Anne’s languor had vanished now. She stared at him incredulously. “Hobart Simms,” she cried, “what do you mean by ‘handbills’?”

“It’s simple enough,” he began. “That is, it is to me. Taller men with fathers that aren’t in the hands of a receiver wouldn’t have much of a chance to understand it, I imagine. She’s made a real stir in our little Green Hills midst with her handbills and——”

Anne interrupted sharply: “I asked you what you meant by her ‘handbills.’ ”

“Yes; I’m trying to tell you, but it’s so ridiculous I’m afraid you won’t be able to see what I mean. It’s like this: she’ll be passing you, for instance, dancing with some other man, or hanging to his arm, and she’ll whisper to you quickly over his shoulder, ‘I heard something about you,’ or, ‘I’ve found out something about you,’ or, maybe, ‘Can’t you even look at me?’ Something like that, you know,—and you’re supposed to get excited and follow up the mystery.
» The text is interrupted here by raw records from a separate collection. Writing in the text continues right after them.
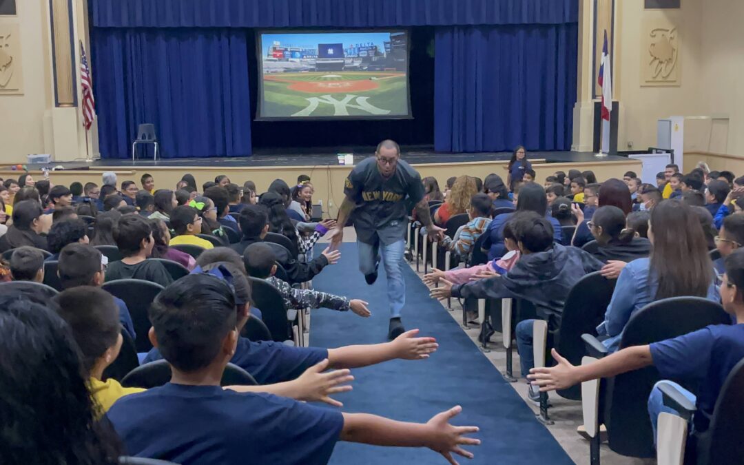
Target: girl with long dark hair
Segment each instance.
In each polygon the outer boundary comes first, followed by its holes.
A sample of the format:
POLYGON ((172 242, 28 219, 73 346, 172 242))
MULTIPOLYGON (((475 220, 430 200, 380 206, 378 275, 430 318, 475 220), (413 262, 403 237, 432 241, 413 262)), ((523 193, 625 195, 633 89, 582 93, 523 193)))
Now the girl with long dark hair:
POLYGON ((292 202, 289 202, 289 210, 302 215, 303 221, 310 221, 312 216, 312 185, 309 182, 298 184, 290 192, 292 202))
POLYGON ((47 250, 46 238, 39 235, 42 213, 41 205, 34 200, 16 203, 13 209, 13 224, 0 237, 0 252, 23 246, 47 250))
MULTIPOLYGON (((536 182, 525 182, 519 190, 516 211, 534 211, 545 217, 548 213, 548 197, 542 186, 536 182)), ((487 237, 482 244, 483 248, 488 248, 488 260, 501 258, 507 253, 507 248, 504 244, 504 226, 513 214, 512 212, 496 215, 488 225, 488 228, 484 233, 487 237)), ((548 219, 553 226, 553 240, 559 244, 562 237, 560 223, 552 217, 548 217, 548 219)))
POLYGON ((95 217, 95 224, 93 229, 93 238, 91 239, 91 246, 115 246, 116 241, 114 240, 114 228, 121 218, 121 214, 118 210, 109 210, 95 217))
POLYGON ((99 422, 69 327, 36 298, 0 295, 0 429, 7 464, 118 463, 121 445, 99 422))
POLYGON ((158 189, 155 191, 155 211, 148 218, 170 221, 170 212, 178 206, 176 193, 170 189, 158 189))
POLYGON ((517 181, 522 181, 525 177, 525 173, 527 170, 532 169, 532 164, 527 160, 527 150, 524 146, 519 145, 514 152, 512 153, 512 158, 509 160, 509 174, 507 176, 507 184, 509 188, 517 181))
POLYGON ((629 262, 648 257, 651 251, 651 243, 645 237, 636 237, 635 231, 626 227, 625 214, 618 207, 600 207, 589 226, 598 246, 593 254, 603 262, 629 262))
MULTIPOLYGON (((617 207, 626 216, 633 209, 633 201, 630 198, 630 189, 628 188, 628 185, 620 179, 612 178, 603 182, 600 186, 597 196, 599 197, 600 208, 617 207)), ((583 212, 580 208, 574 207, 574 214, 576 216, 577 225, 571 243, 574 247, 581 247, 594 240, 594 237, 589 231, 587 224, 589 219, 585 219, 583 212)))
POLYGON ((618 349, 630 318, 646 305, 670 297, 703 297, 719 302, 713 262, 705 237, 692 208, 679 200, 667 200, 651 211, 648 258, 628 263, 620 272, 600 336, 603 344, 618 349))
You’re supposed to wonder just how much she is thinking about you, you see. That’s what I mean by her handbills, because if you don’t get excited, but look around a little, you’ll notice she’s passing ’em pretty freely. That’s why I thought it was funny when she even gave me one!”

“Hobart!” Anne cried, and her voice was free and loud, “Hobart Simms!”
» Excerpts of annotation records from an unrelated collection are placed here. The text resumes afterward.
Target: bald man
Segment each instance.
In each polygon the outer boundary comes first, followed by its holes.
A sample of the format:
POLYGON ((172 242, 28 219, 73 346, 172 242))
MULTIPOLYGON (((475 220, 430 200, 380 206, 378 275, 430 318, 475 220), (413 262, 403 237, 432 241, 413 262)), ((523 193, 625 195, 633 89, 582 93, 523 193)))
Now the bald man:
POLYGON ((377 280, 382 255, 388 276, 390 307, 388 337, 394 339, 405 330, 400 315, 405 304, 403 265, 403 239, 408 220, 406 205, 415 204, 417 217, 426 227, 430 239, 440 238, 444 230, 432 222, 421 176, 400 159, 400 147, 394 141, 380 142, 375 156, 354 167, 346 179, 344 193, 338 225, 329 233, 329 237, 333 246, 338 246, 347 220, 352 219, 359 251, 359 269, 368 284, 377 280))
“Yes?” he said, inquiringly, not comprehending the vehemence of her exclamation.

Anne did not respond at once. Instead, she sat staring at him, and her mother marked how a small glow of red came into the daughter’s cheek. Then Mrs. Cromwell also stared at little Hobart Simms; and for the first time noticed what a good profile he had and what a well-shaped head. Slowly and wonderingly the daughter’s eyes turned to meet the mother’s, and each caught the marvel of the other’s thought: that it was this unconsidered little Hobart Simms who fitted Mrs. Cromwell’s definition of a “superman.”

“Why, yes,” Anne said, slowly. “If you really care to go for a walk, I’d like to go with you, Hobart.”
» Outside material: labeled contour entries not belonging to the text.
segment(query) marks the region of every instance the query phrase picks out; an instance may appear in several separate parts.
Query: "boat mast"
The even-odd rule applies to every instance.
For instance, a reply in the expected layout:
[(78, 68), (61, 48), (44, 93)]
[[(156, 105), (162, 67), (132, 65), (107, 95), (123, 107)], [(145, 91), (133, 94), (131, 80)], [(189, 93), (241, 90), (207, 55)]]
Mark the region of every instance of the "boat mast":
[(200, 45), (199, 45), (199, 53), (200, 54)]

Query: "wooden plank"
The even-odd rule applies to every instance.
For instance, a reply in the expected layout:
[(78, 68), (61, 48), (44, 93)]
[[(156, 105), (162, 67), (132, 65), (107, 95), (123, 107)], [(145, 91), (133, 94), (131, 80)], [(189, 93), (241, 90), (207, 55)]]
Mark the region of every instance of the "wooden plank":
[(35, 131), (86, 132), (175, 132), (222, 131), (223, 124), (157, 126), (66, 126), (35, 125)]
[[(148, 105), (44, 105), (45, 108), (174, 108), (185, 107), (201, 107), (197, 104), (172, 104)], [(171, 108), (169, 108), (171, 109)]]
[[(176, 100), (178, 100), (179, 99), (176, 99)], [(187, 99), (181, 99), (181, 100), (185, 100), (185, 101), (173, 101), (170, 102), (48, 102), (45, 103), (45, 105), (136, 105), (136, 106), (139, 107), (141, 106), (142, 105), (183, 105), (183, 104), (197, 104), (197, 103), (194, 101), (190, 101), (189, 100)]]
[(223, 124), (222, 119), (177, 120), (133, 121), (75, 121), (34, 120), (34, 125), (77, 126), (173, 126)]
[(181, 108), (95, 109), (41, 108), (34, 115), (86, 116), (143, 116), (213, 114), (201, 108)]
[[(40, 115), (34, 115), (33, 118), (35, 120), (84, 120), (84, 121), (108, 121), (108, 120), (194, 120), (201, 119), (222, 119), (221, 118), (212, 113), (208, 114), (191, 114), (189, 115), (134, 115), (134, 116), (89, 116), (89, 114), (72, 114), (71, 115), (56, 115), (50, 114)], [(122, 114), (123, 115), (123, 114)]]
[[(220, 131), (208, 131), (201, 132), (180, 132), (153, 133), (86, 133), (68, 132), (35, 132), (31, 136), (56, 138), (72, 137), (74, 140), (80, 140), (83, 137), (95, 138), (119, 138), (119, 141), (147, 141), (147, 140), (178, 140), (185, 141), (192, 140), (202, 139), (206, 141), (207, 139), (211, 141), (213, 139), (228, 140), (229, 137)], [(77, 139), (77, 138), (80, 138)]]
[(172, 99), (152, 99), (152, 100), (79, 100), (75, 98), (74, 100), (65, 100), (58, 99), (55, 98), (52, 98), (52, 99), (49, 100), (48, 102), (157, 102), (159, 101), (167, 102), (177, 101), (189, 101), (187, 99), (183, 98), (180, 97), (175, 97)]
Mrs. Cromwell watched them as they went forth, outwardly the most ill-assorted couple in her sight that day; for Hobart was a full “head” the shorter. They talked amiably together as they went, however, and Mrs. Cromwell’s heart was lightened by the sound of Anne’s laughter, which came back to her even when the two had gone but a little distance.

The mother’s heart might have known less relief, that afternoon, had she suspected this walk to be the beginning of “anything serious.” And yet, had she been a good soothsayer and seeress she might well have been pleased; for not many years were to pass before Hobart Simms’s electrified fellow citizens were to remind one another frequently that Napoleon was a little man, too.